300 Sorten Schokolade hat er hier schon kreiert, allein heuer sind über 70 dazugekommen. Darunter finden sich zwar auch einige Klassiker – den Markt aufgemischt hat Zotter aber mit seinen ausgefallenen Kreationen, über die der eine oder andere schon mal die Nase rümpft. Schokolade mit Ketchup, Grammeln oder Bergkäse konkurriert mit Kürbis-Trinkschokolade und Gelbwurz-Konfekt. Alles „bio“ und „fair“.

Das gäbe es heute so nicht, wenn er vorher den Markt gefragt hätte, glaubt Zotter. Deshalb verzichtet er auf klassische Werbung und Marktforschung. „Marktforschung ist etwas Grausliches. Soll ich den Kunden fragen, ob er Fischgummischokolade kaufen würde? Darunter kann sich niemand etwas vorstellen.“ Also dreht er den Spieß um: „Ich überlege mir, was ich gern hätte. Und dann versuche ich, Kunden dafür zu finden.“


Platz für Träume. Das ungewöhnliche Konzept geht auf. Zotter-Schokolade kommt in Österreich mittlerweile auf einen Marktanteil von über vier Prozent und wird auch im Ausland immer beliebter. Zotters Jahresumsatz liegt bei rund zwölf Millionen Euro. Das Geld gibt er am liebsten gleich wieder aus: Im Moment baut er für zweieinhalb Millionen Euro einen „essbaren Tiergarten“ – aus Fleisch: einen Streichelzoo, dessen Bewohner in der Firmenkantine verspeist werden. Damit will er die Menschen erinnern, woher ihre Nahrung kommt. „Viele finden das makaber. Aber das ist es nicht: Die Tiere hatten ein schönes Leben. Das abgepackte Fleisch aus dem Supermarkt nicht.“

Seinen Erfolg im zweiten Anlauf erklärt sich Zotter auch damit, dass er sich „von diesem Wahnsinn der Schulden“ befreit hat. Heute hat er keine Rechnung bei einer Bank offen und auch Anteilseigner interessieren ihn nicht. Wachsen will er nur „ganz natürlich“: „Ich bekomme jeden Kredit. Aber wer sagt, dass ich meinen Umsatz verdoppeln muss? Ich will keine Shareholder, die interessieren sich nicht für Träume.“

Davon hat er viele. Zum Beispiel: dass Firmen zu „Wohlfühloasen“ werden. Fast alle seine Mitarbeiter kommen aus der Region, gehen zu Fuß zur Arbeit. Ihre Löhne liegen um 15 bis 25 Prozent über dem Kollektivvertrag – aus Prinzip.

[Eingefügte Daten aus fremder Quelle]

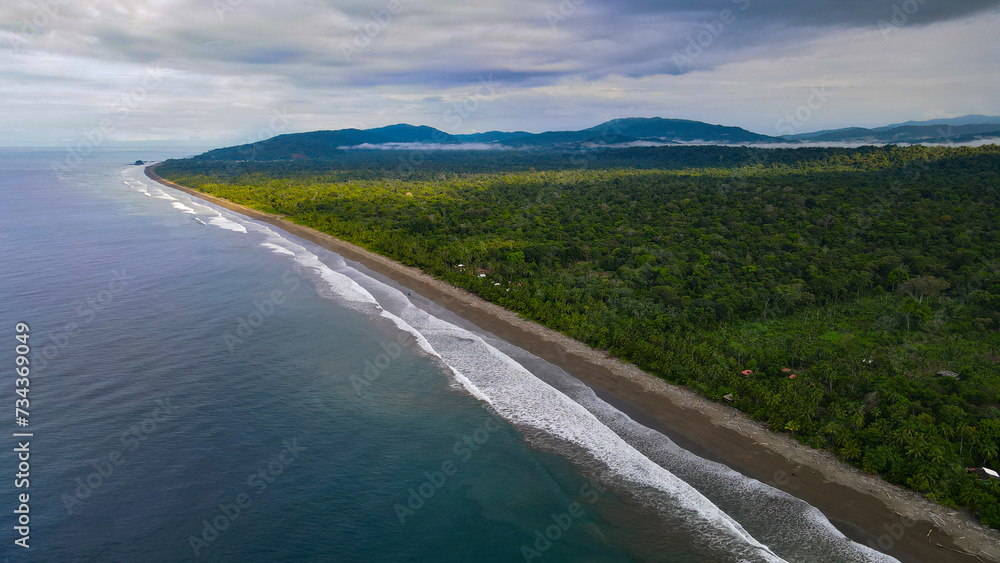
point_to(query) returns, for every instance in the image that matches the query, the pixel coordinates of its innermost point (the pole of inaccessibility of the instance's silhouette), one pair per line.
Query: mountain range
(616, 133)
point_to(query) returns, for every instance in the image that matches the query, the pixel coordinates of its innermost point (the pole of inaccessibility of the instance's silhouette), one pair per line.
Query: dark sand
(864, 508)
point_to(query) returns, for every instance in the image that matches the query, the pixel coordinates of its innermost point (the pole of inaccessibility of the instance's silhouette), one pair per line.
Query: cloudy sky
(211, 72)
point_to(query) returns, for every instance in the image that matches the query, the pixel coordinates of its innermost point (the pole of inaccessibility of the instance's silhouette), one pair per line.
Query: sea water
(209, 387)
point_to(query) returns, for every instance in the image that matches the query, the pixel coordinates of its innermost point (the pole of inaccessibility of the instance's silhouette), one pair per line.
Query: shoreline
(864, 508)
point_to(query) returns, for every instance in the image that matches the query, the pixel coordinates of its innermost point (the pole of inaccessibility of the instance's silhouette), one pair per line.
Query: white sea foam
(528, 402)
(224, 223)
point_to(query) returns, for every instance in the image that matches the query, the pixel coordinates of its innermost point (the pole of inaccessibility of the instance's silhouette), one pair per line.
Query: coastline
(863, 507)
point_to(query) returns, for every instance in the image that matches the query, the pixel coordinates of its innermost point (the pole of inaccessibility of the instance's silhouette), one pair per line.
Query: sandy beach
(865, 508)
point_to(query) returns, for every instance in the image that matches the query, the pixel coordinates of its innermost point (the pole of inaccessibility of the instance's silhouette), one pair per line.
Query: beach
(864, 508)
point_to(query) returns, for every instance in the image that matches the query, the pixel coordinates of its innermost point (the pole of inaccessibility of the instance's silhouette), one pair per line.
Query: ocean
(207, 387)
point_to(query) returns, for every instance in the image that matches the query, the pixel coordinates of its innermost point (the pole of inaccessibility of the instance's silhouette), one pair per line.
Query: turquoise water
(205, 387)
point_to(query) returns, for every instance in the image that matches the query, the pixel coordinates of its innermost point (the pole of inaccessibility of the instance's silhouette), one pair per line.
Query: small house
(984, 473)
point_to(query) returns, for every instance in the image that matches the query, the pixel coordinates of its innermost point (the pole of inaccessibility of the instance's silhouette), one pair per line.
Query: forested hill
(820, 291)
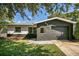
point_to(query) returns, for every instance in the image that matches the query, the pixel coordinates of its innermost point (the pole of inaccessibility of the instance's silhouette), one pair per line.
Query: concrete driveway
(68, 47)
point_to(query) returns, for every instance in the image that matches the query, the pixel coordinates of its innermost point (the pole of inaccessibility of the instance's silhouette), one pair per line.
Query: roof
(58, 18)
(20, 24)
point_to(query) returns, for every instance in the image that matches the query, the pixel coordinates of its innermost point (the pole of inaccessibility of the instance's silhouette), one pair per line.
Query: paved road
(68, 47)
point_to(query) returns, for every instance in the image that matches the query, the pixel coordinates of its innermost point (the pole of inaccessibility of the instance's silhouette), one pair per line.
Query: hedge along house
(55, 28)
(20, 30)
(49, 29)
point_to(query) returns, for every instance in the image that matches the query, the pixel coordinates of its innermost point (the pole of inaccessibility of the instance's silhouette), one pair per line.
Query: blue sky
(39, 17)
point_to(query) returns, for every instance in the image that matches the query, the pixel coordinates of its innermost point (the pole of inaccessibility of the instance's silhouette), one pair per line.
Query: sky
(39, 17)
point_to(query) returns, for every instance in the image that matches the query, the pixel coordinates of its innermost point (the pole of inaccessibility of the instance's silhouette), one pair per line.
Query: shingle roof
(58, 18)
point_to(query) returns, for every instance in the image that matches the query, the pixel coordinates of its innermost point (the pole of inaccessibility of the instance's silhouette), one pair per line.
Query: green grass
(11, 48)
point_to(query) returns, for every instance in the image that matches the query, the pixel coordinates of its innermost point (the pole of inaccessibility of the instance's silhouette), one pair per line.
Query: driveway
(68, 47)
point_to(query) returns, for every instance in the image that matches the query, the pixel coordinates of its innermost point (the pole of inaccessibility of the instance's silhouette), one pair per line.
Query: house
(49, 29)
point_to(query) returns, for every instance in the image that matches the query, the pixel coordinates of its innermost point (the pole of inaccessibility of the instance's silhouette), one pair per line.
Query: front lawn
(12, 48)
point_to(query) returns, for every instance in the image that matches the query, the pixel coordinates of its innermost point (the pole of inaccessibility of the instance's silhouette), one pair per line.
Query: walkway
(42, 42)
(68, 47)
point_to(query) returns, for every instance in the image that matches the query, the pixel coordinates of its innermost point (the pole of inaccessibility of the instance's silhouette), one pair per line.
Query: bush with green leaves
(77, 31)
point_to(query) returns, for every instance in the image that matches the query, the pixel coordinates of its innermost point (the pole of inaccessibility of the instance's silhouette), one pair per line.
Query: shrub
(77, 31)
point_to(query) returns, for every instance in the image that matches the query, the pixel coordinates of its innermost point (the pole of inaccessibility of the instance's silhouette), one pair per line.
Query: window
(17, 29)
(41, 30)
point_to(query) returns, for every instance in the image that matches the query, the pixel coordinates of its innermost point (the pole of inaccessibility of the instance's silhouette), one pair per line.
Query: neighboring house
(49, 29)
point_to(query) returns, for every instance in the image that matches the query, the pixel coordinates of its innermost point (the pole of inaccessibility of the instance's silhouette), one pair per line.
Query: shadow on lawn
(10, 48)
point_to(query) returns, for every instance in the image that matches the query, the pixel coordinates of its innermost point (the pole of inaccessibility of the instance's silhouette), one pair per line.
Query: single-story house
(49, 29)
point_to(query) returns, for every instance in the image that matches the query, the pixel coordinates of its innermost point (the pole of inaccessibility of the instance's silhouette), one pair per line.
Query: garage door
(59, 32)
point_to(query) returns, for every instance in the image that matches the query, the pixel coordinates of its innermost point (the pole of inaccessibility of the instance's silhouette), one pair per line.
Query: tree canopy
(8, 11)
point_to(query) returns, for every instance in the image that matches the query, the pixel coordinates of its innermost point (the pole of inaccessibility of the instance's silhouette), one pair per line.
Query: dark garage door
(60, 32)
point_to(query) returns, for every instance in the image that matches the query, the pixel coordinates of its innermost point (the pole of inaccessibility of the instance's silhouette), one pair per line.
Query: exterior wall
(11, 29)
(47, 25)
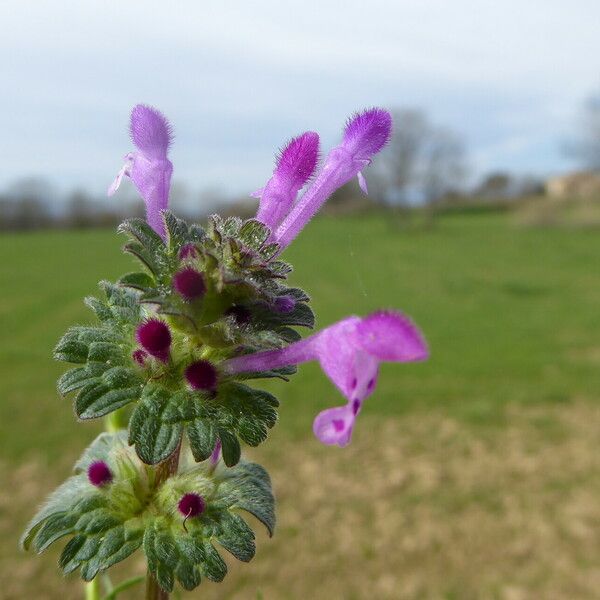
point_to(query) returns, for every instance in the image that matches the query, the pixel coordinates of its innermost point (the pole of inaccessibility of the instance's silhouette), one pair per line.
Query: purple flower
(99, 474)
(216, 454)
(364, 136)
(191, 505)
(188, 251)
(349, 352)
(202, 375)
(295, 166)
(241, 314)
(154, 336)
(148, 167)
(139, 356)
(189, 284)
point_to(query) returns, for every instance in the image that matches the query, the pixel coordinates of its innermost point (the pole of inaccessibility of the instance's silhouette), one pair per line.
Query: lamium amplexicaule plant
(171, 359)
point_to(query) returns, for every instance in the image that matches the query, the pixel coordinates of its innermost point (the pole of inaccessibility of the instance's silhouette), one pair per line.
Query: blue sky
(238, 78)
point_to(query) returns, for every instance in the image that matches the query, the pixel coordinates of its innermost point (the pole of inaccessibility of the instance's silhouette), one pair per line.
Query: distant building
(581, 184)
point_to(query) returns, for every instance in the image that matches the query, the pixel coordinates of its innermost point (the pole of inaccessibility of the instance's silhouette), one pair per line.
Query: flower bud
(202, 375)
(139, 356)
(191, 505)
(99, 474)
(189, 284)
(154, 336)
(240, 314)
(284, 304)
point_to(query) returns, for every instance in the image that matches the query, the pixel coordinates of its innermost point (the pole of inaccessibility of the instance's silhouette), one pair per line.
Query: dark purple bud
(202, 375)
(154, 336)
(241, 314)
(188, 251)
(284, 304)
(191, 505)
(189, 284)
(99, 474)
(140, 356)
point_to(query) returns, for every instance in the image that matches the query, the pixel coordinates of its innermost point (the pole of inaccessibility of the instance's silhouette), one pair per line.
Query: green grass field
(513, 321)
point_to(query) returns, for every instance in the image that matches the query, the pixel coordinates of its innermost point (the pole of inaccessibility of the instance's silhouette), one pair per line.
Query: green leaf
(140, 230)
(154, 439)
(79, 377)
(114, 388)
(230, 448)
(202, 436)
(236, 536)
(253, 234)
(248, 487)
(104, 533)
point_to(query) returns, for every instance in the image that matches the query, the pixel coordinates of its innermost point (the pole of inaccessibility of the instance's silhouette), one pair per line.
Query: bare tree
(443, 164)
(397, 170)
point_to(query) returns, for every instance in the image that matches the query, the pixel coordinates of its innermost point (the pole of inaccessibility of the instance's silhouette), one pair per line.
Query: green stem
(125, 585)
(163, 471)
(92, 589)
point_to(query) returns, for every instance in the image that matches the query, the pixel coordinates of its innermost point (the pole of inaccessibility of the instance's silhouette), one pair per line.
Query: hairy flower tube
(148, 167)
(364, 136)
(174, 355)
(349, 352)
(295, 166)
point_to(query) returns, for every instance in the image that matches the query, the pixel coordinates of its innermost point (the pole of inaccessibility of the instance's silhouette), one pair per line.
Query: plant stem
(92, 589)
(163, 471)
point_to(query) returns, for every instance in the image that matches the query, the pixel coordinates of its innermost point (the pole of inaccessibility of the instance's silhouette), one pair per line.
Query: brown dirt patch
(424, 507)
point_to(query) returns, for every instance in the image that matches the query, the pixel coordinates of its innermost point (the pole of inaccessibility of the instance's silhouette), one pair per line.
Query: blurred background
(474, 475)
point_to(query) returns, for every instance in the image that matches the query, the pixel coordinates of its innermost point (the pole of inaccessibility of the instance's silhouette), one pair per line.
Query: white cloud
(237, 78)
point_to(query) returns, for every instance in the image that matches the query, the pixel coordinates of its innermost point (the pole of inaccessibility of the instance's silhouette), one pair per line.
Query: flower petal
(150, 131)
(294, 168)
(153, 180)
(365, 135)
(391, 336)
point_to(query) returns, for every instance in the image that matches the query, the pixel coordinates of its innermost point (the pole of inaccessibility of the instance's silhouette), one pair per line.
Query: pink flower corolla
(148, 167)
(155, 338)
(364, 136)
(349, 352)
(295, 166)
(99, 473)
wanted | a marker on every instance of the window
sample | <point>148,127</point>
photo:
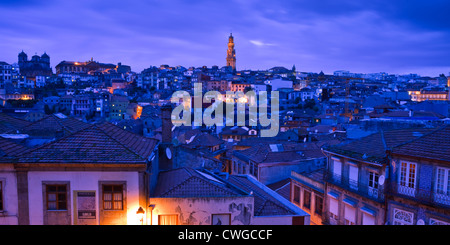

Manchmal kommt den Träumen die Realität in die Quere: Der „scharfe Globalisierungsgegner“ kauft Kakao in Nicaragua, Gewürze in Uganda, und sein iPhone ist auch nicht nachhaltig. Aber er ist ja kein naiver Weltverbesserer, sagt Zotter, sondern Realist, wo es sein muss.